Businesses around the world are taking action on the environment because the environment is becoming big business, according to Ron Dembo, the founder and CEO of Zerofootprint, who spoke to lawyers at a Canadian Corporate Counsel Association conference in Toronto recently.

“There’s a tremendous amount of money to be made doing good,” says Dembo. “This is the new tech.”
Dembo started Zerofootprint - a company that helps businesses and consumers measure and reduce their environmental impact - two years ago because he was observing a tipping point “in the sense that business, which was traditionally sort of antagonistic to the environment, would become co-opted into the environment. And that’s clearly what’s happening now.”

“First of all, people are really believing there is a crisis, and secondly, I think business believes it really has a role, and thirdly, people are seeing they can make a lot of money doing it.

For instance, Goldman Sachs, one of the world’s largest global investment banks, began to invest in wind power two years ago and made $1.5 billion in profit from it last year, Dembo says. And today, Wal-Mart is actually doing more for the environment than Canada is.
“This is really being taken seriously now. I don’t think it’s a fad.”

Unlike other governments in Europe, and some states and cities in the United States, the Canadian government has proven slow to change and is still hedging, but businesses can change on a dime, he adds.
“Government is worried about competitiveness with other countries. For those people to get in a room and all agree is a long slow process. . . . Whereas if you look at a massive company like IBM that has a big presence in China and Canada, IBM can do a lot more quicker, and that sort of has a bigger impact across countries.”

Although many companies are changing particularly in the retail sectors where green branding is exploding, both Canadian industry and government still lag behind other countries. Take any Scandinavian country, says Dembo.

“They look very similar geographically and the mix of businesses is similar. But we are so far behind them - it’s pretty embarrassing actually. Demark has grown its economy by a very large factor and has not increased its electrical energy needs for 20 to 30 years.”
Environmental lawyers say they see some Canadian businesses changing, but only when there is a financial incentive to do so.

“Some industries are seeing that it’s wise for their bottom line and are being proactive,” says Juli Abouchar, a partner at Willms & Shier Environmental Lawyers LLP and former assistant commission counsel of the Walkerton inquiry.

“Where there are economic benefits, it’s a clear win-win. It’s a no-regrets action. Others are waiting until the Ministry of the Environment finds them.”

And even companies that seem to be on the leading edge often still lobby for or against legislation that will benefit the environment, but hurt their bottom line, says Marlene Cashin, counsel at the Canadian Environmental Law Association. “There’s still a lot of double talk going on.”

“Right now, there is a high level of awareness about environmental issues and, absolutely, business is moving smartly to look for opportunities to make money from the green consciousness,” says environmental lawyer Dianne Saxe, of Saxe Law Office. “And lots of folks, particularly in the retail businesses, are jumping to find opportunities to get some of that green for themselves.”

The manufacturing industry is also showing interest in reducing its significant energy costs through energy efficiency, she says, and manufacturers have an incentive to produce less hazardous waste because of rising disposal costs, which will spike again in Ontario when the new land disposal restrictions come into effect this summer.

“However, there are also still many cases where it’s more expensive to do the right thing.
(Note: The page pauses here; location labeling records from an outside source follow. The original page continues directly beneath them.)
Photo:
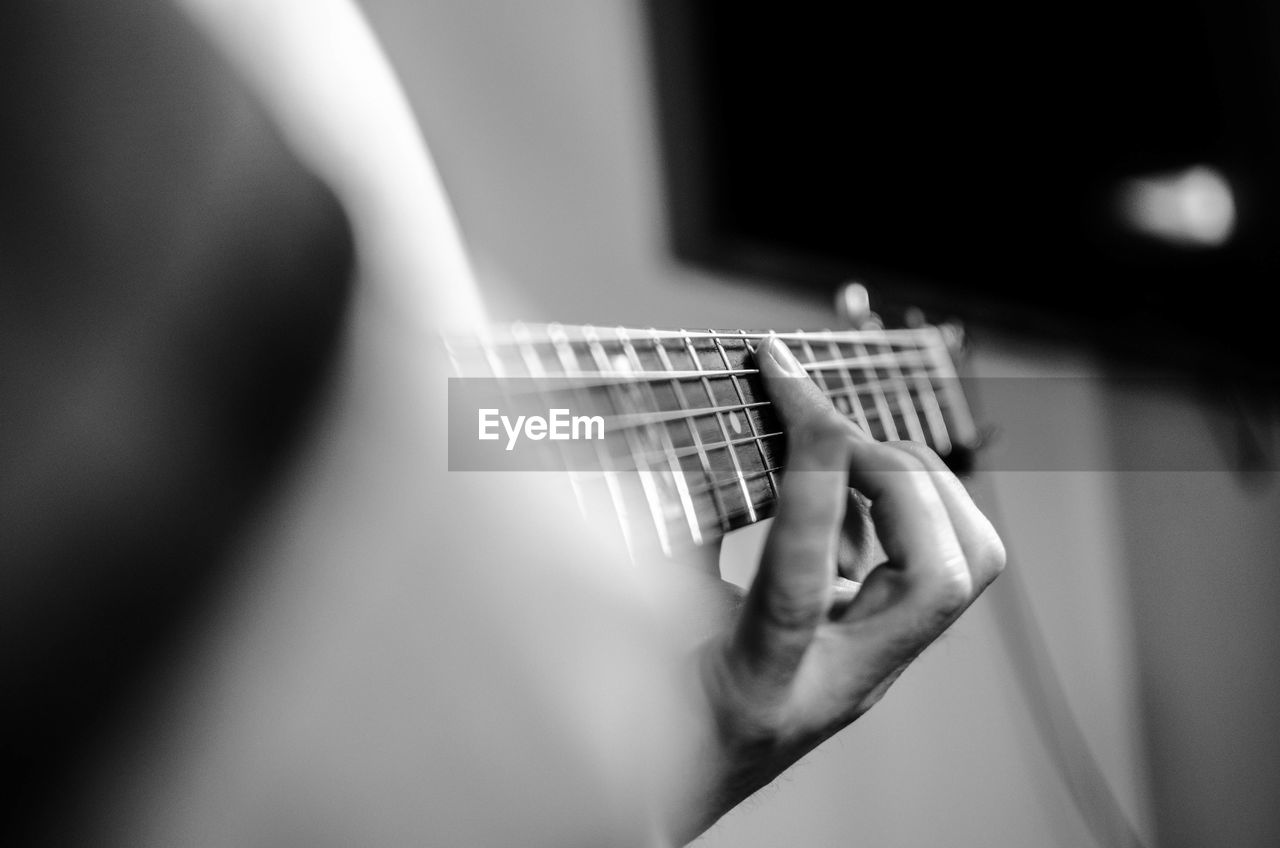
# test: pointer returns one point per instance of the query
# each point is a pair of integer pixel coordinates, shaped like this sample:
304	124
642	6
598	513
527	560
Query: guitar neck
688	411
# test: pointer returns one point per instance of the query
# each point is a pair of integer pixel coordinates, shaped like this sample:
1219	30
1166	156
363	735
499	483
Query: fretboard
694	448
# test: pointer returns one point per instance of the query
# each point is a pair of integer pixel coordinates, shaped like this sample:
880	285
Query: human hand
809	652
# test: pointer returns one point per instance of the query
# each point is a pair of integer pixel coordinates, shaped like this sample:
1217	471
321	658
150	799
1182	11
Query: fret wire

And when it’s more expensive to do the right thing, it’s a lot harder to get businesses, and for that matter individuals, to do it.”
Businesses can change quickly, but it’s up to government to set the structure and provide financial incentives, she adds.

“The system we have now favours environmentally bad behaviour.”
However, when change comes - whether it is the looming, somewhat irreversible, impacts of global warming or new laws aimed at curbing emissions - it will also change business for lawyers in many practice areas.
On April 27, the federal government announced its strategy for regulating air emissions, which will include emissions trading.
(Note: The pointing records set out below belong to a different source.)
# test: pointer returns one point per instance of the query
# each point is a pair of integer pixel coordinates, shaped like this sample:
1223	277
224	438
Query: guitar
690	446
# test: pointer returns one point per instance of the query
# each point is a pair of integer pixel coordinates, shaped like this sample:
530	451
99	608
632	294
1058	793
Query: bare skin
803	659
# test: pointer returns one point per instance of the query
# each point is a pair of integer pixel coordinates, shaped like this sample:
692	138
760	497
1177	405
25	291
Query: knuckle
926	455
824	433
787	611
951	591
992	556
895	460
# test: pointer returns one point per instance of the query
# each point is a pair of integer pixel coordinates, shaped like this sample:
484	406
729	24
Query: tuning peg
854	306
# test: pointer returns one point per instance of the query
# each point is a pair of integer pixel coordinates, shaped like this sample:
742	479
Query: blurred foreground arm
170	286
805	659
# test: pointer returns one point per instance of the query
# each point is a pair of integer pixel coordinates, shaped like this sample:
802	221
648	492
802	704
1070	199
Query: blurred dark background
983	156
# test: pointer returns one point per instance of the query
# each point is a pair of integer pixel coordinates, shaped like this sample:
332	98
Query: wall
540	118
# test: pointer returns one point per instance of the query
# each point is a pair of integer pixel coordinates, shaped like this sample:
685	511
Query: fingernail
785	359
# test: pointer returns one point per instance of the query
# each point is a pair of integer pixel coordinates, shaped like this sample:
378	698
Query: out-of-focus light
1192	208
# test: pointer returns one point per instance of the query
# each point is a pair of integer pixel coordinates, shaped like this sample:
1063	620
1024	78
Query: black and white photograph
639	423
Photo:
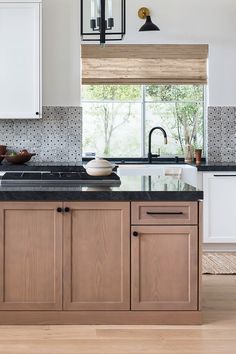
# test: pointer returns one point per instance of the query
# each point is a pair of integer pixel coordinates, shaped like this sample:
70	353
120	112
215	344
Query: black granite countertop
136	188
217	166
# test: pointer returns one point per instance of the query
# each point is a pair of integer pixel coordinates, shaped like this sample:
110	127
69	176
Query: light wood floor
216	336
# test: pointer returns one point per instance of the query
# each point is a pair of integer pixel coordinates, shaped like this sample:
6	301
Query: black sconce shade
149	25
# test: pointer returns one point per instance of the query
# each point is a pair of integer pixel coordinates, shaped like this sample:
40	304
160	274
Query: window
118	118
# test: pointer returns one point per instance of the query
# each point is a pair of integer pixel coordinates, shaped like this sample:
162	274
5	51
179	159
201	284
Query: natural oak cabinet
30	256
100	263
164	268
97	256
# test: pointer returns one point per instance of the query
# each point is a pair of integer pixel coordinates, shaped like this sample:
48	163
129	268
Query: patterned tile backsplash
57	137
221	142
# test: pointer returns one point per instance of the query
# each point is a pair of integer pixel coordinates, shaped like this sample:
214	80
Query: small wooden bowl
3	150
18	159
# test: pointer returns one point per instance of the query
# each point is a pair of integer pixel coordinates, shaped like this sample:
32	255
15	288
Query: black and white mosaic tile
221	134
54	138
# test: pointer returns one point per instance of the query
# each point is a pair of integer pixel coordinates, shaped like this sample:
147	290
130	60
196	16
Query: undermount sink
186	173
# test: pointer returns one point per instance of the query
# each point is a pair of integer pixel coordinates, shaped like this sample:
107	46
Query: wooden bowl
3	150
18	159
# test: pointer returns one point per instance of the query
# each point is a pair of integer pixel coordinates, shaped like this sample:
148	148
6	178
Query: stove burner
57	178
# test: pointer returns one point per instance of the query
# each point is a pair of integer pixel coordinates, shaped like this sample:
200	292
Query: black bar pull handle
165	213
224	175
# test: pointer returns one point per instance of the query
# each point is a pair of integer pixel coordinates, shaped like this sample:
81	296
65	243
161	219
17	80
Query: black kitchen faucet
150	155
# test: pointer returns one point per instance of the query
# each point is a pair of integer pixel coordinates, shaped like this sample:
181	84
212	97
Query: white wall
61	53
182	21
195	21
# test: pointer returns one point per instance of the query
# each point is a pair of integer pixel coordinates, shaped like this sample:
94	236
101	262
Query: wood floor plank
217	335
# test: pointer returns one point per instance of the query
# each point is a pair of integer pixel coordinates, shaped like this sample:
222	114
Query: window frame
143	102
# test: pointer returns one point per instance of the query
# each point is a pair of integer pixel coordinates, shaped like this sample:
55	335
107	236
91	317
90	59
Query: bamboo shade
144	64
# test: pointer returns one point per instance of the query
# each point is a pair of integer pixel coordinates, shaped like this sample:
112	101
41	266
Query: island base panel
101	318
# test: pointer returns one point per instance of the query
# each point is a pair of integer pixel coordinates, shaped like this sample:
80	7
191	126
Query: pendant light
103	20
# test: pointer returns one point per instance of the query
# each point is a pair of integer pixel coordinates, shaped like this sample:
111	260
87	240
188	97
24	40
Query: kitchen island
128	254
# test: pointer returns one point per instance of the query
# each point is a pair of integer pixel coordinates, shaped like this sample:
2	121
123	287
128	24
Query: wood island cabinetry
99	263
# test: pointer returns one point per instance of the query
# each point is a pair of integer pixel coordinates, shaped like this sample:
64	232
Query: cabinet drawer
164	213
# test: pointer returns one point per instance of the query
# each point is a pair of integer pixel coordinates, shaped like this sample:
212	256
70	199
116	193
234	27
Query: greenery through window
118	118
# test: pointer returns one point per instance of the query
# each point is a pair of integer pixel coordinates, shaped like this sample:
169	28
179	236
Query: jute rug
219	263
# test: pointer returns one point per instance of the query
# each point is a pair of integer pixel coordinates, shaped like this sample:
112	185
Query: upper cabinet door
20	60
97	256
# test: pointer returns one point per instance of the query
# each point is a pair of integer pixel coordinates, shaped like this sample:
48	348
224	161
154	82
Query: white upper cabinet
20	59
219	207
“The accountants are setting themselves up to compete with lawyers and there are lots of different kinds of lawyers who want to be doing that kind of business,” she says.
“And if there are credits that go with different activities, there will be a lot of work in terms of deciding who owns them and how you verify them and how you record them.”

The increase in catastrophes caused by global warming will also impact insurance and immigration lawyers, she notes.
And lawyers generally play an important role in making change happen because they are well educated, articulate, and have the ear of a lot of people, she says.
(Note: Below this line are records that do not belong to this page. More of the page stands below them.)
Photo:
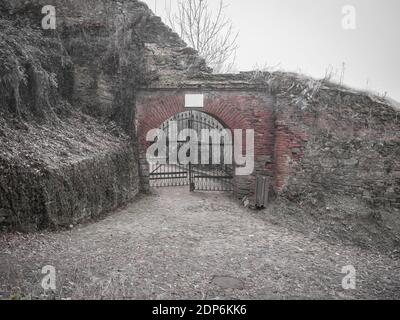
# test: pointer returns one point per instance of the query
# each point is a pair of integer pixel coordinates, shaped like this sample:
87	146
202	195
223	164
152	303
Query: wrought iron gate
197	176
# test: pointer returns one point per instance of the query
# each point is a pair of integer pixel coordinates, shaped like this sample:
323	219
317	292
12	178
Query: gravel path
177	245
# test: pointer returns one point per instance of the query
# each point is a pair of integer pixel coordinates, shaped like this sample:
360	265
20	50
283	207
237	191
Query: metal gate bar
200	177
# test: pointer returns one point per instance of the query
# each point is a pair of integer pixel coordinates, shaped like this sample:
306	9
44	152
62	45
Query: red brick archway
236	110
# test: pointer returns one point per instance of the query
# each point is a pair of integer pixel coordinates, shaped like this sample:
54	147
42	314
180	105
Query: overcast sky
308	36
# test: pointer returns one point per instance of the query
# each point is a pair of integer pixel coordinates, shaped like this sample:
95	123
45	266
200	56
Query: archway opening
192	149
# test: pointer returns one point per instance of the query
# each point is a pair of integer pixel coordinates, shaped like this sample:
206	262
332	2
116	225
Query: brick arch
234	109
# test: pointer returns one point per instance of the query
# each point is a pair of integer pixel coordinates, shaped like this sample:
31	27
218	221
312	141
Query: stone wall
67	130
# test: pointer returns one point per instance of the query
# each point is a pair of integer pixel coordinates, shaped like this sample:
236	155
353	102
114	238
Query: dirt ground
177	245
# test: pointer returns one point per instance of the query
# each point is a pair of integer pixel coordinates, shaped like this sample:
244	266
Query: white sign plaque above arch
194	100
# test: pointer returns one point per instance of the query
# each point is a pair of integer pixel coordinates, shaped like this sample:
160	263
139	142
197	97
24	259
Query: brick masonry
235	109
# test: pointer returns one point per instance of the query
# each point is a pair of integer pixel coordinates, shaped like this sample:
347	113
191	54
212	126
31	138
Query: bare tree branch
209	32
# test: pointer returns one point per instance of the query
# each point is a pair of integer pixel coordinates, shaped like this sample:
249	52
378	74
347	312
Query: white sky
307	36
Dembo agrees. “Lawyers are pretty influential in almost every corporation and in almost every agency. If you think about marketing from the point of view of the tipping point, which is influence the influences, this is a good marketing place.”

“All the people [assembled at the CCCA conference] can have as much impact as a country,” he says. “In other words, they, their organizations, and all the people they touch - their kids, their kids’ teachers - form a country. And it’s an affluent country. People are not powerless to change things and they don’t have to wait for government to do it.”